Röm 3,21
C.O.Rosenius
Nun ist ohne Zutun des Gesetzes die Gerechtigkeit Gottes
offenbart. Röm. 3, 21.
Hier zeigt sich uns der Fels der Seligkeit, auf dem allein
unsere Seelen errettet werden müssen, wenn sie nicht ewig
verlorengehen sollen, zugleich aber auch ,,der Fels des
Ärgernisses", gegen den alle Stürme und Wogen des Unglaubens
sich beständig erhoben haben. Die Gerechtigkeit Gottes, von
der hier die Rede ist, ist das größte, uns jemals vorn Himmel
offenbarte Wunder der Gnade und Liebe Gottes, aber auch das
unseren eigenen Gedanken unbequemste Geheimnis, so daß, wenn
ich auch alles andere lernen und behalten kann, ich doch das
nie recht glauben und behalten kann, was ich von dieser
Gerechtigkeit Gottes lerne. Sie ist eine so rein himmlische
Offenbarung und streitet so gegen unsere ganze Natur, vor
allem gegen den tiefen Wahn eigener Fähigkeit, daß wahrlich
nicht nur die Ungläubigen mit aller Macht dagegen streiten,
sondern auch viele sonst erleuchtete und wohlmeinende
Menschen in diesem Punkt mehr oder weniger falsche Meinungen
haben. Und das rührt nicht von einer Unklarheit oder
Zweideutigkeit in den Worten der Schrift von dieser
Gerechtigkeit Gottes her, sondern daher, daß die Sache selbst
so gänzlich gegen unsere Natur, gegen unsere Gedanken und
Meinungen streitet.
Die Gerechtigkeit Gottes unterscheidet sich wesentlich von
aller anderen Gerechtigkeit. Sie unterscheidet sich gänzlich
von der Gerechtigkeit der Menschen und der Engel in bezug
auf ihren Urheber; denn sie ist ,,die eigene Gerechtigkeit
Gottes", eine Gerechtigkeit nicht der erschaffenen Wesen,
sondern des Schöpfers. ,,Ich, der Herr, schaffe sie,"
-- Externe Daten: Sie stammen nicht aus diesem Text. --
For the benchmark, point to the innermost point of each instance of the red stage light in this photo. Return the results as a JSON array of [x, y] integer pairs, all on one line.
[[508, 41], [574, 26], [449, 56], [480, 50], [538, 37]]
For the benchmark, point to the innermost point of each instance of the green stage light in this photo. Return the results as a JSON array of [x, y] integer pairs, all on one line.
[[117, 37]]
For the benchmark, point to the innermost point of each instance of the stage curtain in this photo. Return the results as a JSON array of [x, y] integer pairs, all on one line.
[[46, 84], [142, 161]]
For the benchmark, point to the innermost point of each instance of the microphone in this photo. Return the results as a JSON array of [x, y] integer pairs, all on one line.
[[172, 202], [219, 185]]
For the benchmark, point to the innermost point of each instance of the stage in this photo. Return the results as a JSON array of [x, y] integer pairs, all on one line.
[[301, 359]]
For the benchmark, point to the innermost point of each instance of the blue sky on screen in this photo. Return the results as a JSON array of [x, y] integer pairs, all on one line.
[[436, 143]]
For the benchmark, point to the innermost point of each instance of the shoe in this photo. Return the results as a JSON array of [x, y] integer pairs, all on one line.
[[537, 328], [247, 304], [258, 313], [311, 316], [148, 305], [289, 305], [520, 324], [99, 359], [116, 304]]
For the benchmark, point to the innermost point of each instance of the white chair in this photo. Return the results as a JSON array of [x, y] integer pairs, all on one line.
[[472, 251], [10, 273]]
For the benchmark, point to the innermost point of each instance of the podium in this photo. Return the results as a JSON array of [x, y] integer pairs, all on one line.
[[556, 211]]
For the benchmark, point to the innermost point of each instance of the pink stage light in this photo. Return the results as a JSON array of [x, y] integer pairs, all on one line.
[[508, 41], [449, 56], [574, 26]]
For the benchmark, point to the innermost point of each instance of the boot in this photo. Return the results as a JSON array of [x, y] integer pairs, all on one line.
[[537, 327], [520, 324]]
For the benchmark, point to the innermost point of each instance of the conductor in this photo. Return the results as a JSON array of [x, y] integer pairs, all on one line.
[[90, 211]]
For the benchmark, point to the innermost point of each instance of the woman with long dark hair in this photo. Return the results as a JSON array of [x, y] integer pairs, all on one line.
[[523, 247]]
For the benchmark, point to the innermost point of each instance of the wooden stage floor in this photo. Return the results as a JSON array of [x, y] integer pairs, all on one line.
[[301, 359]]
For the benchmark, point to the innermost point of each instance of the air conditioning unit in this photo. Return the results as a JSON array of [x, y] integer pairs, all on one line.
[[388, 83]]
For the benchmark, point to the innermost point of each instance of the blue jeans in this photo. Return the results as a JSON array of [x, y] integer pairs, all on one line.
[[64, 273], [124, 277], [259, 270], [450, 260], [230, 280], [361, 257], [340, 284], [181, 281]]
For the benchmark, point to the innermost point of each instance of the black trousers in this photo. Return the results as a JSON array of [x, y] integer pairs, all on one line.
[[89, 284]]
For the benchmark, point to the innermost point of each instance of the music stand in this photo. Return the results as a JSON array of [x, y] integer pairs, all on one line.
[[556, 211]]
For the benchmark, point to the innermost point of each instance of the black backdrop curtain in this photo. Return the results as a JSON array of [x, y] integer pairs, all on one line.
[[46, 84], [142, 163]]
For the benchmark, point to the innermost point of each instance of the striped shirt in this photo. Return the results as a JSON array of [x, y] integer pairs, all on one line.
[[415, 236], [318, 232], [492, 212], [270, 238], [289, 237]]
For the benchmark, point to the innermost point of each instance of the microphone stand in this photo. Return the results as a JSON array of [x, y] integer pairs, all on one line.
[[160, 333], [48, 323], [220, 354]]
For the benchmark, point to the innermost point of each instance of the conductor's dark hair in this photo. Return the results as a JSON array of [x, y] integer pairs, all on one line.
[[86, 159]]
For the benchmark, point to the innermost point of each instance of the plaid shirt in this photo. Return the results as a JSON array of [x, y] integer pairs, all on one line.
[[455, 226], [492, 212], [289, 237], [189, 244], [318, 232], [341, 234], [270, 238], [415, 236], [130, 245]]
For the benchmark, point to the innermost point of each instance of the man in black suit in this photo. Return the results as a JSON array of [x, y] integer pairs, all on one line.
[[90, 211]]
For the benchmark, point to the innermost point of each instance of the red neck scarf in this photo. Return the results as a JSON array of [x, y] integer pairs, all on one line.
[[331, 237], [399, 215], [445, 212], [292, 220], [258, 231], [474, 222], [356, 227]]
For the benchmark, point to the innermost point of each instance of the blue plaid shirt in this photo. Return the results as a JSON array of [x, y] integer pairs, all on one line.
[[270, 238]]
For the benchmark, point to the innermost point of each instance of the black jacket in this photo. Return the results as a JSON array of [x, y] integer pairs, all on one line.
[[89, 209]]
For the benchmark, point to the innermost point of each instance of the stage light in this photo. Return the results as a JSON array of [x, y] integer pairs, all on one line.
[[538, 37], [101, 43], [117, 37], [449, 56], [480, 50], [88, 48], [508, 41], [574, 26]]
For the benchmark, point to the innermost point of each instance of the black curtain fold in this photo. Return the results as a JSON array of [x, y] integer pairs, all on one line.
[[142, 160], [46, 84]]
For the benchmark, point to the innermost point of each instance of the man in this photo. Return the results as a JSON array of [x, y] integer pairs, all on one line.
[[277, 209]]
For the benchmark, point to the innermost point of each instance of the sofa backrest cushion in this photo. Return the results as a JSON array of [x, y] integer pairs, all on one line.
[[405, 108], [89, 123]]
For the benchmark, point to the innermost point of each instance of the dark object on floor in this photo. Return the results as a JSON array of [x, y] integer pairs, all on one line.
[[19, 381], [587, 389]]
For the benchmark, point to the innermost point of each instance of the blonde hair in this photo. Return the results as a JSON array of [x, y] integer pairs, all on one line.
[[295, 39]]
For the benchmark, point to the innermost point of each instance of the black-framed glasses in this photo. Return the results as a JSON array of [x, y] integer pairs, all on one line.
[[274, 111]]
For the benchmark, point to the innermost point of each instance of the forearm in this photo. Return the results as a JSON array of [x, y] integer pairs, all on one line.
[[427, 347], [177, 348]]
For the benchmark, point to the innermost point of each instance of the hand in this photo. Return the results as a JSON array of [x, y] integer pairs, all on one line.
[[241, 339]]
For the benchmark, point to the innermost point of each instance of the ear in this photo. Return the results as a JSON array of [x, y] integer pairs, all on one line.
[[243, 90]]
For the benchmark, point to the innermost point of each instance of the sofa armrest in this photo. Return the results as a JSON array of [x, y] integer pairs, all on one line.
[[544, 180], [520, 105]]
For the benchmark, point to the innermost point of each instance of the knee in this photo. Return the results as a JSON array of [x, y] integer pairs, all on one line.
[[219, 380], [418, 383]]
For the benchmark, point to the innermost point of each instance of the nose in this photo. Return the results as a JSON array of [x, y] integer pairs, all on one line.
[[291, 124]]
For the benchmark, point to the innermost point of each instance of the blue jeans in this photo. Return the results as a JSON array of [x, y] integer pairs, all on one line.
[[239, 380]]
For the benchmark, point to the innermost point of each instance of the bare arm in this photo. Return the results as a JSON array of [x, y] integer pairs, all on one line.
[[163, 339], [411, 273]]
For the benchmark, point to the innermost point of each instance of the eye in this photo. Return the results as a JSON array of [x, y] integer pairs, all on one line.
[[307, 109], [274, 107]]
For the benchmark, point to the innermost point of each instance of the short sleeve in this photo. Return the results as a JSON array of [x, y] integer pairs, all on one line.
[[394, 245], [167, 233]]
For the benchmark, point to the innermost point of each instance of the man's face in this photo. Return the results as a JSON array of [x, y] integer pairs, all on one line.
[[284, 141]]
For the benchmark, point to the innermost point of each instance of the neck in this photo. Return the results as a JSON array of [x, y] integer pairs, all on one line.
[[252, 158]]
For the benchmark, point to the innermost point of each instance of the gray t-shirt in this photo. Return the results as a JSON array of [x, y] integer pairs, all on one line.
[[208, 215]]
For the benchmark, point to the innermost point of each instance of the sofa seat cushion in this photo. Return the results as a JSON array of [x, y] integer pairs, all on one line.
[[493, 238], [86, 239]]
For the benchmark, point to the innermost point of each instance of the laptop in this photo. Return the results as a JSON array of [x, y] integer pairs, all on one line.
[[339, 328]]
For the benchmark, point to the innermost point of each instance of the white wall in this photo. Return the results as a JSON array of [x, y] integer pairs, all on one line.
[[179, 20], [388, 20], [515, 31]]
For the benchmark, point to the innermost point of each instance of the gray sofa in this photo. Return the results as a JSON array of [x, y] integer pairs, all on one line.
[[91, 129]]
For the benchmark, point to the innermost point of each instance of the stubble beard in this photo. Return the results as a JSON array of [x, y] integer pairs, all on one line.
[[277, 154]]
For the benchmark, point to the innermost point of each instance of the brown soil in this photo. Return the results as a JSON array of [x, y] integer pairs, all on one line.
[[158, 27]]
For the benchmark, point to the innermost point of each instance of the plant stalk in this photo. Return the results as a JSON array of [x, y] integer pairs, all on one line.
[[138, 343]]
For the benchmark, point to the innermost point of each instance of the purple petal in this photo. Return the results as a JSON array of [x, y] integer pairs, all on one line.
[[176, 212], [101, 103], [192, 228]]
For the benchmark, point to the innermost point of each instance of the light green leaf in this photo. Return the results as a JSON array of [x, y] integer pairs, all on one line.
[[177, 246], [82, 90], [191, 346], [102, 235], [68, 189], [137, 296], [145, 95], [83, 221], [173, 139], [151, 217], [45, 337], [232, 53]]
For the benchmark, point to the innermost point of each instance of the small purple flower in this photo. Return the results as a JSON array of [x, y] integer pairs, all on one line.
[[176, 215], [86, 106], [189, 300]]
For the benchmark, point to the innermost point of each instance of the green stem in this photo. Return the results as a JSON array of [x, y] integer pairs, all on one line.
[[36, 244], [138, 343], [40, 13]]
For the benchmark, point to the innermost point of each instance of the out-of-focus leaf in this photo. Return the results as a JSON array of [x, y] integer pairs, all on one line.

sagt der Herr ausdrücklich von der Gerechtigkeit, die die
Seligkeit mit sich bringen sollte. Sie ist eine göttliche
und ganz vollkommene Gerechtigkeit, denn sie ist ein Werk
Jahwes selbst, und dies in ganz demselben Sinn, wie die
Welt sein Werk ist. Der Vater hat sie durch den Sohn
zuwegegebracht, wie Er auch durch den Sohn die Welt erschuf.
Petrus sagt: ,,Denen, die einen gleich kostbaren Glauben mit
uns empfangen haben durch die Gerechtigkeit unseres Gottes
und Heilandes Jesus Christus" (gr. Text). Hier wird
Christus ,,unser Gott und Heiland", und die Gerechtigkeit,
auf die sich unser kostbarer Glaube gründet, ,,die
Gerechtigkeit unseres Gottes und Heilandes" genannt.
,,In den Tagen Seines Fleisches" erwarb der Sohn Gottes uns
diese Gerechtigkeit. Bevor Er in diese Welt kam, war Er
weder ein Mitglied noch ein Untertan im Reiche Gottes, - Er
war dessen Haupt. Er wirkte ,,in göttlicher Gestalt", d. h.
als Schöpfer und Befehlshaber der Welt, später dann in
,,Knechtsgestalt". Seine vollkommene Heiligkeit konnte zuvor
nicht ,,Gehorsam" genannt werden. Man könnte eher sagen, daß
das Gesetz mit Ihm, als daß Er mit dem Gesetz übereinstimmte.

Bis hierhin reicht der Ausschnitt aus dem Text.